Suriye'nin kuzeyindeki operasyonlar
2012 yılında bir keşif uçağının rejim güçleri tarafından vurulup düşürülmesinin ardından angajman kurallarını değiştiren Türkiye, söz konusu tarihten bu yana Suriye sınırında tüm silahlı unsurlardan kaynaklanan tehditlere anında karşılık veriyor.
IŞİD meselesini kendisi için "öncelikli bir ulusal güvenlik tehdidi" olarak tanımlayan Türkiye, Ağustos 2015'te Washington ile vardığı mutabakatın ardından ilk kez ABD öncülüğündeki uluslararası koalisyonun "Özgün Kararlılık" adı altında yürüttüğü askeri harekâta katıldı ve Türk savaş uçakları Suriye'deki IŞİD hedeflerini vurmaya başladı.
Türkiye 24 Ağustos 2016'da Özgür Suriye Ordusu ile birlikte Fırat Kalkanı Harekâtı'nı başlattı. YPG'nin Menbiç'i alarak Türkiye'nin kırmızı çizgisi niteliğinde olan Fırat'ın batısına geçmesinin ardından bu harekât için düğmeye basılmıştı.
Cerablus'u IŞİD'den alarak bu örgütü Türkiye sınırında uzaklaştırmak ve PYD'nin bölgede kontrol ettiği kantonları birleştirerek "terör koridoru" oluşturmasını engellemek için gerçekleştirilen operasyon, Suriye hükümeti tarafından "egemenlik ihlali" olarak nitelendirildi. Türkiye, 29 Mart 2017'de tamamlanan operasyon ile Fırat Nehri'nin batısında, PYD kontrolündeki kantonlar arasında tampon bölge oluşturdu.

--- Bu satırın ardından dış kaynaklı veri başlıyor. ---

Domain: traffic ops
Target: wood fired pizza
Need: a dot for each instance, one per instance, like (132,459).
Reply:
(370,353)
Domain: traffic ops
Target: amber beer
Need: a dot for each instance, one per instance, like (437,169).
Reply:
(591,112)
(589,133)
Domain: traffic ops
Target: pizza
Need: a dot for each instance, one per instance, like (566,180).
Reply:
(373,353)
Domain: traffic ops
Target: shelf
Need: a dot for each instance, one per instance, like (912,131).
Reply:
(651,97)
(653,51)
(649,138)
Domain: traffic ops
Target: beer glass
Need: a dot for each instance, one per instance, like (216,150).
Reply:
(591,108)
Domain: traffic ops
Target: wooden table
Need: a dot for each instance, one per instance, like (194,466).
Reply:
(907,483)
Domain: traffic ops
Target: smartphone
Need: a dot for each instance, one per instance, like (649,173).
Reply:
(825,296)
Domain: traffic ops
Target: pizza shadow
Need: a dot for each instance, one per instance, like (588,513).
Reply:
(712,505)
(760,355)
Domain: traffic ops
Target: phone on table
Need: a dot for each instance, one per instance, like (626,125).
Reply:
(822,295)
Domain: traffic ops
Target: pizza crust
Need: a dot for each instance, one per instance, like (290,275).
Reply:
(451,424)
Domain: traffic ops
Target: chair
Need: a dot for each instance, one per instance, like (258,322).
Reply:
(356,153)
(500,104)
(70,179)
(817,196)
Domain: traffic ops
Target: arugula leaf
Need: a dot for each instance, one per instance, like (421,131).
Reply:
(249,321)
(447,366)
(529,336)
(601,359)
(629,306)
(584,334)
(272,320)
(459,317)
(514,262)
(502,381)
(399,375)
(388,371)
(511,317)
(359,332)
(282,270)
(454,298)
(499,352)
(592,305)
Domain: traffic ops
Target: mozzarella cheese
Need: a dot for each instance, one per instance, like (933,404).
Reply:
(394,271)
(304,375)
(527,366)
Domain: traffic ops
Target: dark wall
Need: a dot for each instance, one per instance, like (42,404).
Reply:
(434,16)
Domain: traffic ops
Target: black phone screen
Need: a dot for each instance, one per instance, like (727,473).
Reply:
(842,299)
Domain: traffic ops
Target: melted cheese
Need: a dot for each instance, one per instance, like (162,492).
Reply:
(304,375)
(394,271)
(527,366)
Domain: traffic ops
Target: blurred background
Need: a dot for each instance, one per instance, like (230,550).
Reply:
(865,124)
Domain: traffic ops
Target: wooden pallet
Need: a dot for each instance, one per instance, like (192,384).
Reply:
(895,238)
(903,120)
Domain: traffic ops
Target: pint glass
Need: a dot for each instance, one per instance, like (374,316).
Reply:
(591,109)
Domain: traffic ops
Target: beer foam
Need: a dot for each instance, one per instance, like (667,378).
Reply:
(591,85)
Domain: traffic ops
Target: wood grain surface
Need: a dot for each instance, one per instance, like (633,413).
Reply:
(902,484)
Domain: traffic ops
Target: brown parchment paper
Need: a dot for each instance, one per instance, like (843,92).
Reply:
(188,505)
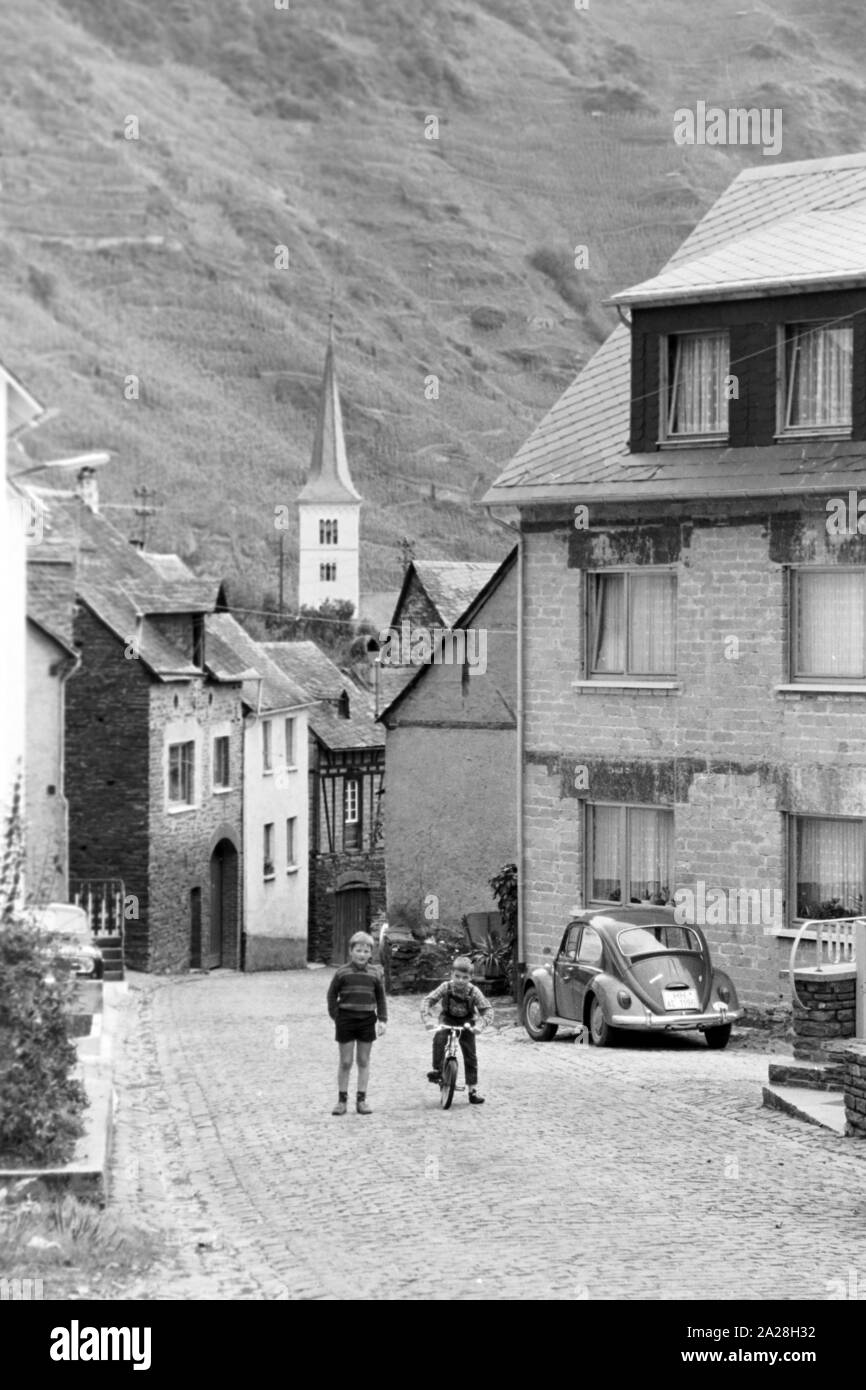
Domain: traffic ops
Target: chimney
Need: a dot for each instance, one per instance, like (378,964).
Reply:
(88,487)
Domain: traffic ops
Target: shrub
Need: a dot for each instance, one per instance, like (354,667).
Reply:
(487,317)
(41,1102)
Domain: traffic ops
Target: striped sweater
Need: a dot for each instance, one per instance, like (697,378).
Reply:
(357,988)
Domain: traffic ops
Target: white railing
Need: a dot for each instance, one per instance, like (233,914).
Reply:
(838,941)
(103,902)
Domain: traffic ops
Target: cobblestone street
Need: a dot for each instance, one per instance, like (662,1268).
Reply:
(647,1171)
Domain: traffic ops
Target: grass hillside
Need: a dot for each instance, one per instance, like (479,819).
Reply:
(305,128)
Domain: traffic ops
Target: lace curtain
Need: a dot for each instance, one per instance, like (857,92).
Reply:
(697,401)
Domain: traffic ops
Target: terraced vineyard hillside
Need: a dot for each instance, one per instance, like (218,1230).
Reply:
(156,157)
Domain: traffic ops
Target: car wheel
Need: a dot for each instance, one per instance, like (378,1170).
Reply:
(534,1019)
(601,1033)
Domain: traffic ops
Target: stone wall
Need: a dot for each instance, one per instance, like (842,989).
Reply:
(327,873)
(826,1012)
(182,841)
(854,1061)
(106,762)
(730,754)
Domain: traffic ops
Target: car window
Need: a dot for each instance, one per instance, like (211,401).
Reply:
(591,948)
(569,951)
(662,936)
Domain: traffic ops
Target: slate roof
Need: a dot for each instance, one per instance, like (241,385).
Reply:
(50,591)
(231,653)
(402,677)
(580,449)
(451,585)
(21,407)
(307,667)
(117,583)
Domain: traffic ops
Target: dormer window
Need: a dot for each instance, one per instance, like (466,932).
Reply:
(815,378)
(694,388)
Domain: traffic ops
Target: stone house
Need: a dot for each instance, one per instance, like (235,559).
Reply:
(18,410)
(346,783)
(275,797)
(150,737)
(692,673)
(50,660)
(451,755)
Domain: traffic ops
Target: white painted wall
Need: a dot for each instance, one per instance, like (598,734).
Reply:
(310,553)
(13,626)
(275,908)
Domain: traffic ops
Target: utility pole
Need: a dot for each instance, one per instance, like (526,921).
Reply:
(280,605)
(143,510)
(407,552)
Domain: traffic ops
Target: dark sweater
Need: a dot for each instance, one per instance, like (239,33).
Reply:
(357,988)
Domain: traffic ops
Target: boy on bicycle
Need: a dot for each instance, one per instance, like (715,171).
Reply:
(459,1002)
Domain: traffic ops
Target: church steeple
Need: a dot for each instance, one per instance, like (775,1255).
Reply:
(328,508)
(328,478)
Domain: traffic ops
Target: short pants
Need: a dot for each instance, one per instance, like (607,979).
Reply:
(355,1027)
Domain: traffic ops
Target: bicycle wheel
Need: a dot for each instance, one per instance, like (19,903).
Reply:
(449,1080)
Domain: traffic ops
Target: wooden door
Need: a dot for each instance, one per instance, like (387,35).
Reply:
(195,927)
(211,948)
(350,915)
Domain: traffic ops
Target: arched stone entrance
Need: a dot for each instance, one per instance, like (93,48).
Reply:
(221,944)
(350,915)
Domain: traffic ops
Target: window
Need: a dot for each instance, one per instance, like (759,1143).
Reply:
(630,854)
(829,866)
(591,948)
(631,623)
(570,947)
(829,624)
(181,774)
(815,377)
(352,816)
(694,395)
(221,769)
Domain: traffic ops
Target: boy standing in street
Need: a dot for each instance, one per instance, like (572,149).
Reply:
(356,1002)
(460,1001)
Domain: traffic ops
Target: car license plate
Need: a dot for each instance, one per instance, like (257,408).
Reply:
(680,1000)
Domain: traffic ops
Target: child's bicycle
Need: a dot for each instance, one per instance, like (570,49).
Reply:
(448,1075)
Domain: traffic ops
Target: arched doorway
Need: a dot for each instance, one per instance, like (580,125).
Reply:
(350,915)
(221,945)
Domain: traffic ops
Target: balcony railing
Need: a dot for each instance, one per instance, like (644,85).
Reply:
(840,943)
(103,902)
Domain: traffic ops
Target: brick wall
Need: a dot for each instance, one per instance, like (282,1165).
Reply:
(107,770)
(729,754)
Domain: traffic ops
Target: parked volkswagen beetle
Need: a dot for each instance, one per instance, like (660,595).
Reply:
(630,969)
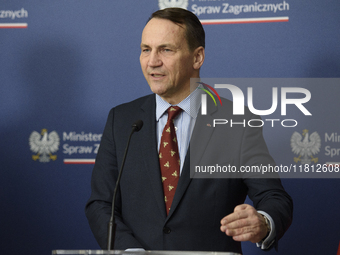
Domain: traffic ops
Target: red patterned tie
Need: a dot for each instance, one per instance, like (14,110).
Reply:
(169,157)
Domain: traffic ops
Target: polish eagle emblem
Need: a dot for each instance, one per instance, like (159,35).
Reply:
(173,3)
(305,146)
(44,144)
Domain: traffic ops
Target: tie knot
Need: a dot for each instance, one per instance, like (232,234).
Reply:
(173,111)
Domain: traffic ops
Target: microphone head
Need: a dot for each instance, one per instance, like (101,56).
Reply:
(137,125)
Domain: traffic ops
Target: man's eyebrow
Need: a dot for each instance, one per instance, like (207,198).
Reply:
(143,45)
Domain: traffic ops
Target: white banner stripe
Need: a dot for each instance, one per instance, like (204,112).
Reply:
(79,161)
(13,25)
(244,20)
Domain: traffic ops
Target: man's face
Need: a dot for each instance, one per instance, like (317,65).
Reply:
(166,60)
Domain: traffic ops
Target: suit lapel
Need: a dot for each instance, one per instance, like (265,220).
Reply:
(149,150)
(201,135)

Türkiye'nin Suriye'deki ikinci kara harekâtı ise 20 Ocak 2018'den beri devam eden Afrin operasyonu. TSK, Zeytin Dalı Harekâtı adı verilen bu operasyonun amacını, "bölgede güvenlik ve istikrarı sağlayarak PKK/KCK/PYD-YPG ve DEAŞ'a mensup teröristleri etkisiz hâle getirmek ve dost ve kardeş bölge halkını bunların baskı ve zulmünden kurtarmak" olarak açıkladı.
Son bir yıl içinde Suriye topraklarından 700'ü aşkın saldırıya maruz kaldığını belirten Türkiye, Fırat Kalkanı Harekâtı'nda olduğu gibi ilgili BM Güvenlik Konseyi kararları ve BM Şartı'nın 51'inci maddesinden kaynaklanan meşru müdafaa hakkına dayanarak gerçekleştirdiği operasyonun "bölgedeki terör bağlantılı tehditler ortadan kaldırılana kadar" süreceğini duyurdu.
Erdoğan Şubat ayı başında Afrin operasyonunun ardından hedefin ABD'nin desteklediği YPG'nin kontrolündeki Menbiç olacağını açıklamıştı. Türkiye şu günlerde ise ABD ile YPG'nin Menbiç'ten çekilmesini öngören bir plan üzerinde çalışıyor.